Exotic Pets becoming an obsession



Kasey Overgaard, Staff Reporter

Many, as children, could say they have taken in a wild pet before—a turtle, a bunny or, possibly, a bird. It’s normal for a child to want to take home a furry friend, but what if the child wanted to take home a snake or tarantula? There are many strange pets out there. Why do these pet owners adore them so much?
Scott Shoemaker, director of Responsible Exotic Animal Ownership (REXANO), a U.S. education and lobby group said, “First, it’s just a love for the animal itself, a fascination with it. Second, it’s probably the challenge. Third, it’s the amount of dedication it takes” (theglobeandmail.com).

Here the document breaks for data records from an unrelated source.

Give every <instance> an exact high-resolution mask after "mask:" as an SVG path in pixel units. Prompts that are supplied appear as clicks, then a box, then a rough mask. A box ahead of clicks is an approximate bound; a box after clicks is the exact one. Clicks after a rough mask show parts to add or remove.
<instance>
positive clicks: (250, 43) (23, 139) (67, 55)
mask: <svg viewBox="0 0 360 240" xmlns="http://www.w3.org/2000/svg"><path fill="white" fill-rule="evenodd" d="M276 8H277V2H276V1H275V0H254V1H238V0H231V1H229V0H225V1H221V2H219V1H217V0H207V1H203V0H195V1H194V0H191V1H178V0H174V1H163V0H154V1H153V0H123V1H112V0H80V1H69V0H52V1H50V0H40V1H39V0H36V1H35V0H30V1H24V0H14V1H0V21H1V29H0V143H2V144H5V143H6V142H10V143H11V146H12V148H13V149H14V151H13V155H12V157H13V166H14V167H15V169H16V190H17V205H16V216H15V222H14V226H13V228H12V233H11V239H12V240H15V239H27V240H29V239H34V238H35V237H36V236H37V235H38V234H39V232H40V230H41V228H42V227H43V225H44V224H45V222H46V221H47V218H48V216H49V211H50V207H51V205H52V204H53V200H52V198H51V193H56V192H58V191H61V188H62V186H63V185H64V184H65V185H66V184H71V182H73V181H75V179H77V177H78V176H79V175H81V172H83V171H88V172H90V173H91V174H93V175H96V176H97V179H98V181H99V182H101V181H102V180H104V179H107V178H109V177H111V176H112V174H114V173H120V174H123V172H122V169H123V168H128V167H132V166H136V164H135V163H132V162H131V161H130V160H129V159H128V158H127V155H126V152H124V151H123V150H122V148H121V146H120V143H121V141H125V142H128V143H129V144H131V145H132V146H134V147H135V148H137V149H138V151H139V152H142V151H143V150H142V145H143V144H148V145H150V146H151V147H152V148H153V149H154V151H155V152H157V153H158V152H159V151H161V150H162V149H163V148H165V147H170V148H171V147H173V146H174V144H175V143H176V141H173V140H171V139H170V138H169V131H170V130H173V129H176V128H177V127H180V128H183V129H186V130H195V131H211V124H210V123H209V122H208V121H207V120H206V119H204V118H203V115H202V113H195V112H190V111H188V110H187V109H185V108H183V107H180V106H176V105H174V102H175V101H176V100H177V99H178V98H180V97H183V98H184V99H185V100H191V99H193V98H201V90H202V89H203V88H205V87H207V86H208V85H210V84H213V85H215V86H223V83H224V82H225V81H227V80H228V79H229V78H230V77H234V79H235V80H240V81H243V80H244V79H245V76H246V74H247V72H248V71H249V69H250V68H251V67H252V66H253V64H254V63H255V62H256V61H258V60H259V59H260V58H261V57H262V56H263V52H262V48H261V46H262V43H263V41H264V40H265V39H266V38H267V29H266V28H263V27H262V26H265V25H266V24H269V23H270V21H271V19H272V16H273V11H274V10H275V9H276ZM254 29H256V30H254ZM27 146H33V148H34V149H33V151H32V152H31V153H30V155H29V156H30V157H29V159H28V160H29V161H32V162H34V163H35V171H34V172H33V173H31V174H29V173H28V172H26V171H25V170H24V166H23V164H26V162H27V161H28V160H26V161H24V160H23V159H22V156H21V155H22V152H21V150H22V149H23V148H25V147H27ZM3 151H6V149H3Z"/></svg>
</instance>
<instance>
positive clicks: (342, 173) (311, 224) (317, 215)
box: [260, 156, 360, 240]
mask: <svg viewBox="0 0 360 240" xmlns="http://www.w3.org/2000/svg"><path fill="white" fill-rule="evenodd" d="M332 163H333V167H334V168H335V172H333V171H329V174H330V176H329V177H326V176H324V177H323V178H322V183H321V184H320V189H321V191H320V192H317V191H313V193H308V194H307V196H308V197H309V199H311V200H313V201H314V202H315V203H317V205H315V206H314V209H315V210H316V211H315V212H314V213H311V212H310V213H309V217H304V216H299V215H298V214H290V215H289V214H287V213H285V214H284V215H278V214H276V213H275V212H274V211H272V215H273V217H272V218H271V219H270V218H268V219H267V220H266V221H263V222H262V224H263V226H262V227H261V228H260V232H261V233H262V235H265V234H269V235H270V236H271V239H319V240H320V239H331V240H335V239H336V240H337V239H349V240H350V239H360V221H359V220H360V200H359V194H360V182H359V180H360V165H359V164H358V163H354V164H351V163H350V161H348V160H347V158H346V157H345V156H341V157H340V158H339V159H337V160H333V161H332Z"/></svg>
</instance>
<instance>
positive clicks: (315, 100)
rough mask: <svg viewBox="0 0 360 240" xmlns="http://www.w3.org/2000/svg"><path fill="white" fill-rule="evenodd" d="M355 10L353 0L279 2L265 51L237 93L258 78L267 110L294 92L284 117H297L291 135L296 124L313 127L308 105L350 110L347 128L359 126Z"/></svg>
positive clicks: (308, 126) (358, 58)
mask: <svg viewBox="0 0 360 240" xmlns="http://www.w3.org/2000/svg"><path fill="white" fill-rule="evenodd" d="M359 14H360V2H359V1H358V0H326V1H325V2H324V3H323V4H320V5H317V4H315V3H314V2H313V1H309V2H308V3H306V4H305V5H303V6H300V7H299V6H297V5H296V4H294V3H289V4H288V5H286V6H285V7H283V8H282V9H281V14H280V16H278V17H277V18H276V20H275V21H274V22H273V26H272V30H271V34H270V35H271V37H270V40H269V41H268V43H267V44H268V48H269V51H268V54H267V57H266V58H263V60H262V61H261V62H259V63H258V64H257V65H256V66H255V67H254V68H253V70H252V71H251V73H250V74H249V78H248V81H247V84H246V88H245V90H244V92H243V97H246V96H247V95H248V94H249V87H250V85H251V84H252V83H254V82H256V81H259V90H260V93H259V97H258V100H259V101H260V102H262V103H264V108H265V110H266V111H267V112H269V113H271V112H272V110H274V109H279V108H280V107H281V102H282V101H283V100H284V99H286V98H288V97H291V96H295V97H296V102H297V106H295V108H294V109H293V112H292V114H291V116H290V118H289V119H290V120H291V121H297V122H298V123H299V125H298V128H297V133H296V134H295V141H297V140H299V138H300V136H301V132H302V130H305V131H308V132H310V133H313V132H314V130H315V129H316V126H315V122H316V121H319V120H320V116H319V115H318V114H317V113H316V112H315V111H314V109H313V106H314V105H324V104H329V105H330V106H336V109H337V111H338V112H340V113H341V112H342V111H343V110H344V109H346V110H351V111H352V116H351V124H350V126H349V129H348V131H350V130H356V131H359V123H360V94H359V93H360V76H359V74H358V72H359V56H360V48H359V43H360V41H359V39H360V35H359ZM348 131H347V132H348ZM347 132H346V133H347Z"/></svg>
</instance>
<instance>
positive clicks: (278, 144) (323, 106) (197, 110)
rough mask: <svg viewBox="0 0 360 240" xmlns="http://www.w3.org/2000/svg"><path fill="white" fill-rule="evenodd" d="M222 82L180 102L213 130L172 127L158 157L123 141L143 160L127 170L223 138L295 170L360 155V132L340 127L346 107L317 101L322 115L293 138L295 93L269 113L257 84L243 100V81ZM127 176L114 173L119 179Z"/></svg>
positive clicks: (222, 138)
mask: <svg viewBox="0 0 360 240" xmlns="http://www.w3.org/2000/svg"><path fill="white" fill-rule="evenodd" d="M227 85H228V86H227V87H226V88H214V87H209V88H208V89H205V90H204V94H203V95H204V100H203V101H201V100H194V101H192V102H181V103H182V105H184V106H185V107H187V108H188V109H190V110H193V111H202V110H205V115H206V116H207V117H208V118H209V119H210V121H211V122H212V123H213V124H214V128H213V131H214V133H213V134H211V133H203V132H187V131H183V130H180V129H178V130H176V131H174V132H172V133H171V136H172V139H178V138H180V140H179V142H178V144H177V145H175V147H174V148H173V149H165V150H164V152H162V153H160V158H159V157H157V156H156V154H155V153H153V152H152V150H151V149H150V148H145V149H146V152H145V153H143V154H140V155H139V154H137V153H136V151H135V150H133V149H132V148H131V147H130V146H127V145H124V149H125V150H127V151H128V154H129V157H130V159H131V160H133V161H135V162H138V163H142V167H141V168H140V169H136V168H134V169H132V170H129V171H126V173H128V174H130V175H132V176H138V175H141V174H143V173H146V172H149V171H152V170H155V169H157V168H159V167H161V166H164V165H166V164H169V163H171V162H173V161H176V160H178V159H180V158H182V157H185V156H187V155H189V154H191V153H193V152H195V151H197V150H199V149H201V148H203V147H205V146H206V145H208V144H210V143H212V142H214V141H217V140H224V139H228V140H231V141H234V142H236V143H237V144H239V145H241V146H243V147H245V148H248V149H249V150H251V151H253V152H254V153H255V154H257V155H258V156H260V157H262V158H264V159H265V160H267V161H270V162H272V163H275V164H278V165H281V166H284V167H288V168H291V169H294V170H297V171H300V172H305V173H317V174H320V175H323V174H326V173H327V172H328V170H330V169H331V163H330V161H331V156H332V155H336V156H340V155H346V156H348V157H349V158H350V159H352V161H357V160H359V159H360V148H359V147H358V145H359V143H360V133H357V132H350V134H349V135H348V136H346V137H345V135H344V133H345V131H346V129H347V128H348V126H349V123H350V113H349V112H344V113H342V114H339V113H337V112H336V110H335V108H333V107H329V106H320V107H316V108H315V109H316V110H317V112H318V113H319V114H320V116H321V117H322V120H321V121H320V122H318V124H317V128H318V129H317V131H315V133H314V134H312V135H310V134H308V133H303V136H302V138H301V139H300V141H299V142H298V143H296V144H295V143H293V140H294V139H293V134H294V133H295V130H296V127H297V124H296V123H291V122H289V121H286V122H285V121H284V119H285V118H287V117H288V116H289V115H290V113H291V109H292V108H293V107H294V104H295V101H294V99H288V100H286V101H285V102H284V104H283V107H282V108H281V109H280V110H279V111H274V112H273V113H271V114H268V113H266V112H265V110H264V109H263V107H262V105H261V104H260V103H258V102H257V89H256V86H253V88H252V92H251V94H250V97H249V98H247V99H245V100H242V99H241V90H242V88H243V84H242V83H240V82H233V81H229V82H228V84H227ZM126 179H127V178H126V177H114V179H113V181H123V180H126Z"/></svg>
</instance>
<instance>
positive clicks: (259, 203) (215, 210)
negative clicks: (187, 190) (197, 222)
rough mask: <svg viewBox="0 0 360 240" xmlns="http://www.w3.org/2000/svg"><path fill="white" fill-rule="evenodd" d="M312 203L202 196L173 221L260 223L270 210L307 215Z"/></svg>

Shoemaker owns several strange and exotic pets, himself, including a cougar, bobcat, ocelot, several tigers and an African lion on his 10-acre property in Pahrump, Nevada.
It is true, exotic pets require special care, housing, diet and maintenance unlike the average dog and cat.
Surprisingly enough, this doesn’t stop the millions of wild animal pet owners in the U.S (bornfreeusa.com).  Born Free USA said it’s impossible to determine the exact number, because most states do not keep accurate data on exotic animals entering their sate.
According to National Geographic’s 2014 April issue, more exotic pets live in American homes than are cared for in zoos.
Wisconsin Department of Agriculture, Trade and Consumer Protection defines an exotic pet as any companion animal other than a dog, domestic housecat, ferret, hedgehog, pet bird, rabbit or domestic rodent (gerbil, guinea pig, hamster, or domestic mouse or rat).
Wisconsin, currently, does not have any restriction on exotic animals besides a Certificate of Veterinary Inspection (CVI). However, La Crosse does have restrictions within its city limits regarding ownership of any live monkey (nonhuman primate), raccoon, skunk, fox, poisonous snake, leopard, panther, tiger, lion, lynx or any other warm-blooded animal that can normally be found in the wild state.
In light of La Crosse, Kelly Foxton, from TLC’s episode of My Crazy Obsession, for example, has an obsession with her pet squirrel. “Obsessed,” in this case, means dressing up, photographing her pet squirrel and much more.
Foxton’s husband, Drew Gardner, said, “Sugar Bush [the squirrel] started out as a means to have fun with, and it just snowballed” (tlc.com).
This is a bit of an extreme example, but it shows the obsession carried out by some pet owners.
Squirrels are not the only strange pets, and most do not need to be picked up off a tree. The Madagascar hissing cockroach can be bought for $.25 to three dollars. A tarantula can be purchased for $15, an Emperor scorpion for $20 and a Sugar Glider for $200 (therichest.com). Hedgehogs, which are legal in La Crosse, can be bought for $300, and, although, they have 5,000 to 7,000 quills, they do not trigger allergies and some would say they are, actually, “quite cuddly” (therichest.com).
There are many different pets in the households of America. Some are considered cute, while others weird. Although an obsession over anything is not considered healthy, it is apparent that exotic animals are more prominent than it seems in the households of not only the U.S., but Wisconsin, as well.